3.4. Reliability and Durability

For verification of the sensor, we measured the resonance curves before (i.e., while unbuckled in air) and after (i.e., in buckled condition) 100 continuous flips in order to check the reliability and durability of the tip at the moving speed of 15 µm (Figure 5). We found that resonance frequencies are virtually identical, having a center frequency of 32,748 Hz within a shift of ~10⁻⁴ Hz, and also both Q-factors are 10,520 (±2.3) before and after 100 flips; 100 times oscillation results in the mass change of ~10⁻¹³ g and tip wear of only ~0.4%, which indicates that the system can make ~10⁴ flips at 15 µm/s without any noticeable wear of the tip. Even if distinct wear exists, we could sense the internal interaction clearly.

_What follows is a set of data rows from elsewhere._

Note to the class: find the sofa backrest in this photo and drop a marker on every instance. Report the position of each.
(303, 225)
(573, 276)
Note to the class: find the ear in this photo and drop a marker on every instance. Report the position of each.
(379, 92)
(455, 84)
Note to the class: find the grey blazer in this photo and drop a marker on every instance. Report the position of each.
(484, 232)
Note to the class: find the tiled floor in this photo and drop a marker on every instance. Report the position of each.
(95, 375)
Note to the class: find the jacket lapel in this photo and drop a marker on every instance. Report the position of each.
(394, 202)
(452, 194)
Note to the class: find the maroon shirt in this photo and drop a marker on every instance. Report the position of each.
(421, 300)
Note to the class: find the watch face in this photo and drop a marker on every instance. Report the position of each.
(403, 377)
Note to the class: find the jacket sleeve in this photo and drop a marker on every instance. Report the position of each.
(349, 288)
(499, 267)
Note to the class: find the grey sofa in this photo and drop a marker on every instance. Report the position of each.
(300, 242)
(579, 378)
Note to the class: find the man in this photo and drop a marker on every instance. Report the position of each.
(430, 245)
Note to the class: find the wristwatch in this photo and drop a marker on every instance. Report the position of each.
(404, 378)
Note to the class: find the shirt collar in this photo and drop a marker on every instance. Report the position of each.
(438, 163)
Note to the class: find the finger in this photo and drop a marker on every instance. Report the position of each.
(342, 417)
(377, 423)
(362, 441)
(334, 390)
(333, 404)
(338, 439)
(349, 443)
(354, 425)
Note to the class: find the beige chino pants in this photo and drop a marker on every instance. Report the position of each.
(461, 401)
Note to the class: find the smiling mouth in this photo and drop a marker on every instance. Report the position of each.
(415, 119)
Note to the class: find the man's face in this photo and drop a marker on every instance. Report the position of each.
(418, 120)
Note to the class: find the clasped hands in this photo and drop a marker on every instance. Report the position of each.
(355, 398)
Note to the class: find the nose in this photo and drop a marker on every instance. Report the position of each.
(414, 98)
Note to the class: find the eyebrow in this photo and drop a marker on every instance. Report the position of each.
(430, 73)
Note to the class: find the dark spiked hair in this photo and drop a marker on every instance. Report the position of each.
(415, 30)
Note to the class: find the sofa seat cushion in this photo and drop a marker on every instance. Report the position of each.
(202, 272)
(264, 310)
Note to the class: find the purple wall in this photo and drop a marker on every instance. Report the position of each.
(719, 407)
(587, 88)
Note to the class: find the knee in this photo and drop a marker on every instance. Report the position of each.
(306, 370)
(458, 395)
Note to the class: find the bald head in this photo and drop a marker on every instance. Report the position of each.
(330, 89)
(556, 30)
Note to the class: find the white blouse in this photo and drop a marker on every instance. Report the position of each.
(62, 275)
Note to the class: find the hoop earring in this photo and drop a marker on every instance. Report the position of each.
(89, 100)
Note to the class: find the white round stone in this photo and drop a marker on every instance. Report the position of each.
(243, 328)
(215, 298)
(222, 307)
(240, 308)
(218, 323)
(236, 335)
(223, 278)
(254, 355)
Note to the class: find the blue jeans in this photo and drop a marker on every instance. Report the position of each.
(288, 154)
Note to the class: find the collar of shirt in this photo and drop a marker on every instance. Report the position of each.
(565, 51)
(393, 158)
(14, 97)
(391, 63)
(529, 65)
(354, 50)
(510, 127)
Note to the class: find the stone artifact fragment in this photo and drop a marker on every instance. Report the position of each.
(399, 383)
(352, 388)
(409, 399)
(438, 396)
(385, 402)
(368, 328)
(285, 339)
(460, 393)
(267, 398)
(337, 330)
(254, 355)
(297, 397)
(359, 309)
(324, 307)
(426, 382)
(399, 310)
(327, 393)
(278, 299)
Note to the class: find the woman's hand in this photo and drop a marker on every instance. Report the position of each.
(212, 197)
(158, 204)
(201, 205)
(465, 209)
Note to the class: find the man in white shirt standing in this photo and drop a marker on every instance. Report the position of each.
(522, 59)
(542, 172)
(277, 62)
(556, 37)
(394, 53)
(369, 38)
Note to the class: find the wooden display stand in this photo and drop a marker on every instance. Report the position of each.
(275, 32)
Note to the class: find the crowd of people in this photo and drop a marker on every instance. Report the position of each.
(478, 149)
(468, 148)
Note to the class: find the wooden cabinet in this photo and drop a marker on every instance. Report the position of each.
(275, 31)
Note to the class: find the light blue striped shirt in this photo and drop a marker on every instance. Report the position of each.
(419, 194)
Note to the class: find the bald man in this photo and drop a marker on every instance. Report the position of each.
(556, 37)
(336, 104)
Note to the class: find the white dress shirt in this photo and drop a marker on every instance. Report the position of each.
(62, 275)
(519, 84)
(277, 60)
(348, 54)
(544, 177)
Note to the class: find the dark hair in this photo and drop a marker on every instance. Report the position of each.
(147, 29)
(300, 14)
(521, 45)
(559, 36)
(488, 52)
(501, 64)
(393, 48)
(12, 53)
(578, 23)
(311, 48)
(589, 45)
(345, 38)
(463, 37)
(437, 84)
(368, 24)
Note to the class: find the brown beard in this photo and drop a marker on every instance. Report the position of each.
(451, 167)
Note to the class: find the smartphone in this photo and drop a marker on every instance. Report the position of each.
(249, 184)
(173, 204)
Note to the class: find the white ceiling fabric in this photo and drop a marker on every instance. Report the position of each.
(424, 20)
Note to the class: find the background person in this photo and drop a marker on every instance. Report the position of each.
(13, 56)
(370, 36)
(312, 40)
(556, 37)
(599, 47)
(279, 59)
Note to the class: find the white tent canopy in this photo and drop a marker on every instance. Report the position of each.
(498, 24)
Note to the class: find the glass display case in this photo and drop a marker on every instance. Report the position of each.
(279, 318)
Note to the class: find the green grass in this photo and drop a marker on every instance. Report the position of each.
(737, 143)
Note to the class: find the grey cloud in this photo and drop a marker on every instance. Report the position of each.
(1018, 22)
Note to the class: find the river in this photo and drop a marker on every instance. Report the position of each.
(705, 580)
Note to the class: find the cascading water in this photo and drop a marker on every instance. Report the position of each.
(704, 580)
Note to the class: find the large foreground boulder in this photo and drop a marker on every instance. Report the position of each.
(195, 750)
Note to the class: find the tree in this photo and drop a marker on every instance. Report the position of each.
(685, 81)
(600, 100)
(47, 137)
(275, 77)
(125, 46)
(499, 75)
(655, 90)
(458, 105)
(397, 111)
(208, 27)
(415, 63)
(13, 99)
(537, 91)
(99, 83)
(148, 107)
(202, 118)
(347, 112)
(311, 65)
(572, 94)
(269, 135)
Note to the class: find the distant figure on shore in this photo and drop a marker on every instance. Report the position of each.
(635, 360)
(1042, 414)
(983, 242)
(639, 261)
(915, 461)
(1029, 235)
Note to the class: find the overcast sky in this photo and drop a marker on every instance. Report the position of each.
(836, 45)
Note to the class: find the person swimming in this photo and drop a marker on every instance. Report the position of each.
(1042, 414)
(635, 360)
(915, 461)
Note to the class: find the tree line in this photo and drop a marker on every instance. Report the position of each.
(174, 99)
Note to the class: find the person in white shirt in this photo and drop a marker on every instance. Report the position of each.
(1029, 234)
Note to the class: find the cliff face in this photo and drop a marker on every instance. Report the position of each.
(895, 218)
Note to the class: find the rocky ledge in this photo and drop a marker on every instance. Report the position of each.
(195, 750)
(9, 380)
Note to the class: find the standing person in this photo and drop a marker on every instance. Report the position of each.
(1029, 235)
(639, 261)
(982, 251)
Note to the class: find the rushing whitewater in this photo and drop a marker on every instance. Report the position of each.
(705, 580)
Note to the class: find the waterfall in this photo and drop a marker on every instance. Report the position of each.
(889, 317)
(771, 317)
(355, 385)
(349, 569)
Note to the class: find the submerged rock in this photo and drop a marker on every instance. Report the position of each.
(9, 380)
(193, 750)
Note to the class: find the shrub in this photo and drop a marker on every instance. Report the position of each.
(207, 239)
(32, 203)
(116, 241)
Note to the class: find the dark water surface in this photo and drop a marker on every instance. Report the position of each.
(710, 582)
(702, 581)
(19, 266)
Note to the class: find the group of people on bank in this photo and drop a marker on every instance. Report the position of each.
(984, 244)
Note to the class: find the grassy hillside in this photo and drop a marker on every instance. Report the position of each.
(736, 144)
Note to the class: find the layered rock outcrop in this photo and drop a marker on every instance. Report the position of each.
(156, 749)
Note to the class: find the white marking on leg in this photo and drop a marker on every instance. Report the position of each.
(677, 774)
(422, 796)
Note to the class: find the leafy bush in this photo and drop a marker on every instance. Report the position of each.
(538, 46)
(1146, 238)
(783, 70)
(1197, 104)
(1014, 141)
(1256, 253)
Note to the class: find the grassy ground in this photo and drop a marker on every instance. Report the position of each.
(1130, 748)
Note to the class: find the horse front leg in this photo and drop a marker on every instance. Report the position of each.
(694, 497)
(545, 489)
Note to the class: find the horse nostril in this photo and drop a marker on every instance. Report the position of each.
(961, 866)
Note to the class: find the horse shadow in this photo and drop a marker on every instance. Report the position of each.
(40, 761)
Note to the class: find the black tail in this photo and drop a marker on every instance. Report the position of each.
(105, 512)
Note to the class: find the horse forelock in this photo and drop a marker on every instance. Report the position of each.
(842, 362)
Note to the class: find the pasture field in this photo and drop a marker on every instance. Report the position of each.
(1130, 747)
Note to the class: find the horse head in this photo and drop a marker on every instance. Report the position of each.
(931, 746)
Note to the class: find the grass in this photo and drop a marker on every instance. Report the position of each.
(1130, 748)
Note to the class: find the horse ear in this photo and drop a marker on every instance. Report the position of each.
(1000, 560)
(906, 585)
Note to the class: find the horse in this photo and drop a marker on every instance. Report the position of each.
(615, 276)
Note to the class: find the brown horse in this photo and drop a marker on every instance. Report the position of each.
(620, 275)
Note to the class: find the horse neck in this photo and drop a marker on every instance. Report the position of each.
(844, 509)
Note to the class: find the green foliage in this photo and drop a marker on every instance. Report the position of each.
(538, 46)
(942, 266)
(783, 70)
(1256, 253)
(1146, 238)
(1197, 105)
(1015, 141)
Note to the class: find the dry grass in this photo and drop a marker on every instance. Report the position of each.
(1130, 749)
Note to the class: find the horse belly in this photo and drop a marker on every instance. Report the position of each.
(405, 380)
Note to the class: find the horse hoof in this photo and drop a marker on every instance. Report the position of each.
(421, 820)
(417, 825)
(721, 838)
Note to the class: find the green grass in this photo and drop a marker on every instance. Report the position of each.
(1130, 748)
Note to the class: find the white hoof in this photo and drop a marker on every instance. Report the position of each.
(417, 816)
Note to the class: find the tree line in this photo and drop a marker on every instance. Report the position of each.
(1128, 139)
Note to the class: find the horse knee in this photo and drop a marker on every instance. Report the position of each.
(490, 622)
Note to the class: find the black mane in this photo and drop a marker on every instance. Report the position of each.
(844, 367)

Note that the sensor has a capability of accurate mass measurement with a resolution better than ~10⁻¹³ g, as derived from the measurable error of the effective stiffness (dk_int) and angular frequency ($\mathsf{\omega }$²); dk_int/$\mathsf{\omega }$². We assume dk ~ 0.1 N/m in ambient conditions gives a detectable mass resolution of ~10⁻¹³ g.

4. Conclusions

In conclusion, we have demonstrated a buckling cantilever-based non-linear mechanical sensor which allows highly sensitive and polarization (or direction) dependent fast detection. For practical application, for example, as an earthquake sensor, this system has to demonstrate primary and secondary sensing capability, as well as love and Rayleigh waves, which may be feasible, compared to other similar schemes that use QTFs. In addition, we can control the tip’s position near the bifurcation region automatically for detecting repeatedly weak mechanical disturbances with decent data analysis based on durable, reliable and continuous (or repeatable) detection.